Da-da dum. dum. dum.  Put the soap… in your butt!

Da-da dum. dum. dum.  Put the soap… in your butt!

Putt the soap in your butt, putt the soap in your butt, put the soap… in your butt!

Hey!  I’m gonna clean you, too!  Put the soap… in your butt!

We sing gems like this to Jonah, he memorizes them, and then he performs them.  Loudly.  In public.

I know, I know.  We have no one to blame but ourselves.  But how else to explain the necessity of a clean nether-region to a kid like Jonah?  He loves music.  He remembers songs.  This little boy, who can’t string together more than 5 or 6 spoken words at a clip, can sing entire songs – verse and chorus, the whole shebang.  Go figure.

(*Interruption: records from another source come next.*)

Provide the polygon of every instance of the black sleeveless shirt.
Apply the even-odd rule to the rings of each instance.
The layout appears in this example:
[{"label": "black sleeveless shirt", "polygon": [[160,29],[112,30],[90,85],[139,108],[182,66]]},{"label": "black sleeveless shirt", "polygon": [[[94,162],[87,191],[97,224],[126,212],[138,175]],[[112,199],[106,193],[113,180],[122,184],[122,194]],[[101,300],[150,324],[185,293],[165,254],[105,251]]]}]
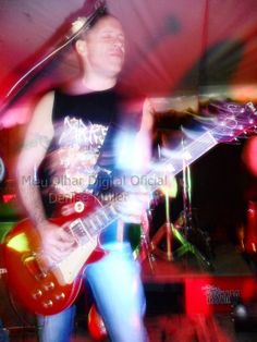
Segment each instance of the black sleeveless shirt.
[{"label": "black sleeveless shirt", "polygon": [[115,88],[81,95],[54,91],[54,136],[40,168],[48,216],[59,195],[114,192],[110,178],[122,172],[117,164],[119,135],[138,132],[142,108],[140,99],[121,96]]}]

Probably 65% of his repertoire is made up of Guster songs (Yes, I brainwashed him)…

…and maybe 10% kids’ songs (The Wheels on the Bus was an early favorite), 5% Beatles songs (he especially loves Michelle and Yellow Submarine), 5% old-fashioned standards (my dad taught him songs like “Daisy” and “Bye Bye Blackbird“), and the rest these silly made-up tunes that Andy and I sing to him.

Oh, wait – I almost forgot about “Happy Birthday” – one of Jonah’s all-time favorites, quite possibly because its performance at certain gatherings is rewarded, nearly immediately, by cake.   There was a time not too long ago when lighting any candle anywhere in our home necessitated a sing-along of the tiresome tune you should really only have to hear once a year.   Every so often I would deliberately indulge Jonah, lighting a candle so we could both sing the Happy Birthday song (to Jonah every time of course), pause for effect, blow out the candle, and clap wildly, shouting “yay!”

And then light the candle again and start all over.

And over.  And over, and over, and over.

Light, sing, blow, clap, yay! “More?  more?”

Light, sing, blow, clap, yay! “More?  more?”

Light, sing, blow, clap, yay! “More?  more?”

It makes sense to me, though, that Jonah learns well this way and can remember lyrics and tunes.  I mean, I learned more math, grammar, science, and history from Schoolhouse Rock songs (sandwiched between The Superfriends and Bugs Bunny on Saturday morning TV) than I did from the entirety of my elementary school education.  And I remember memorizing many a sedimentary rock for geology tests in college by putting their names to some then-popular tune.

No, I can’t say I’m surprised that Jonah sings along to life.

I have to wonder, though:  was it right for us to mess with such an anthemic Queen song, bastardizing it shamelessly into a ditty about (of all things) putting soap in your butt?

Even Weird Al didn’t stoop that low.